Chapter 9. Decks

It is like a finger pointing away to the moon. Don’t concentrate on the finger or you will miss all that heavenly glory.

Bruce Lee, Enter the Dragon

In this brief chapter, we look at the different kinds of slide decks that come in handy for the strategist, as well as the structures and key elements you can use to make them.

Decks can be surprisingly useful as an architecture tool to draw pictures that communicate succinctly. They’re even more helpful if you present to customers a lot and need to have something that you can read from a screen.

But this chapter is more concerned with how you can take up all of the work that you’ve done throughout this book, and then pull it into decks that will make your data, insights, hypotheses, and overall strategic messages really soar.

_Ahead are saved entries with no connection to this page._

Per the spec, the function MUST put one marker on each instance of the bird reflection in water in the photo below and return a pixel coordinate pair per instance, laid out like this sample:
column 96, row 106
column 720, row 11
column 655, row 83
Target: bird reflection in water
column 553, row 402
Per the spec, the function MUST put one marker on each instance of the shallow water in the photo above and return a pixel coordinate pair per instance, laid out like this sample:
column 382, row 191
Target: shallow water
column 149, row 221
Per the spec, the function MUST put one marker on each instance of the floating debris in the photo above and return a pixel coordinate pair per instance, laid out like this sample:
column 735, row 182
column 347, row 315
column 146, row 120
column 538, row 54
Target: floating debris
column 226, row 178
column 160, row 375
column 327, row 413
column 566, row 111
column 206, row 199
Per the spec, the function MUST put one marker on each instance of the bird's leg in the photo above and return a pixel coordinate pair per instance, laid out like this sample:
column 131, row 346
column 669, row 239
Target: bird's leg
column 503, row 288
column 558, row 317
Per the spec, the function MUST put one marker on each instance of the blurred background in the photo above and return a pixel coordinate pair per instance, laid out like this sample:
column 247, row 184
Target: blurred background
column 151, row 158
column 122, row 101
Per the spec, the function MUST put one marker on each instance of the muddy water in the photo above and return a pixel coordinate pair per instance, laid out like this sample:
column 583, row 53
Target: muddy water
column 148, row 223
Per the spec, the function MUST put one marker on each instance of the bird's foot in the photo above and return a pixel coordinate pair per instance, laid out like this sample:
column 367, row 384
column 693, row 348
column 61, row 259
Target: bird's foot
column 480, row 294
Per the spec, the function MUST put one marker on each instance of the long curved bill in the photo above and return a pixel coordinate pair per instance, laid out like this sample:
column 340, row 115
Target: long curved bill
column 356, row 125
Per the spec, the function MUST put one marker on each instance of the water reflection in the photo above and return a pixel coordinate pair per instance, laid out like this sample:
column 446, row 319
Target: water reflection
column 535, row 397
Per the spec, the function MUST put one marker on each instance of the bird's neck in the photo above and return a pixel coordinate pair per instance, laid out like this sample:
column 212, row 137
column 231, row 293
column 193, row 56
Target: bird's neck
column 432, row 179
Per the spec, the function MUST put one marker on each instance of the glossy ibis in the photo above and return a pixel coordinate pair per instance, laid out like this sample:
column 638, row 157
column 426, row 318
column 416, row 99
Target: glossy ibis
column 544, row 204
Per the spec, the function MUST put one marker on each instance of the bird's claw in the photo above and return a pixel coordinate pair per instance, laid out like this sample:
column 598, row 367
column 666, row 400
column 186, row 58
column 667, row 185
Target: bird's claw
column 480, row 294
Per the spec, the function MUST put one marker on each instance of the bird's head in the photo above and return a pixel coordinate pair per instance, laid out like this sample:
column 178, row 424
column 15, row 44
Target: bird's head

Here we won’t talk about content—that was the first part of the book. We’ll just look at structure, assuming along the way that you’ve done the work from earlier patterns to populate the content as you need to.

Ghost Deck

The Ghost Deck is also called a Blank Deck. It’s a special way of making an initial deck that has a certain purpose. It’s a wireframe. There’s no audience but you and your management team, which you’ll subsequently work with to fill in the details of the simple narrative. The Ghost Deck is a storyboard made for creating a movie: you’re making sure you have figured out what all the important shots are before incurring the major expense of shooting them.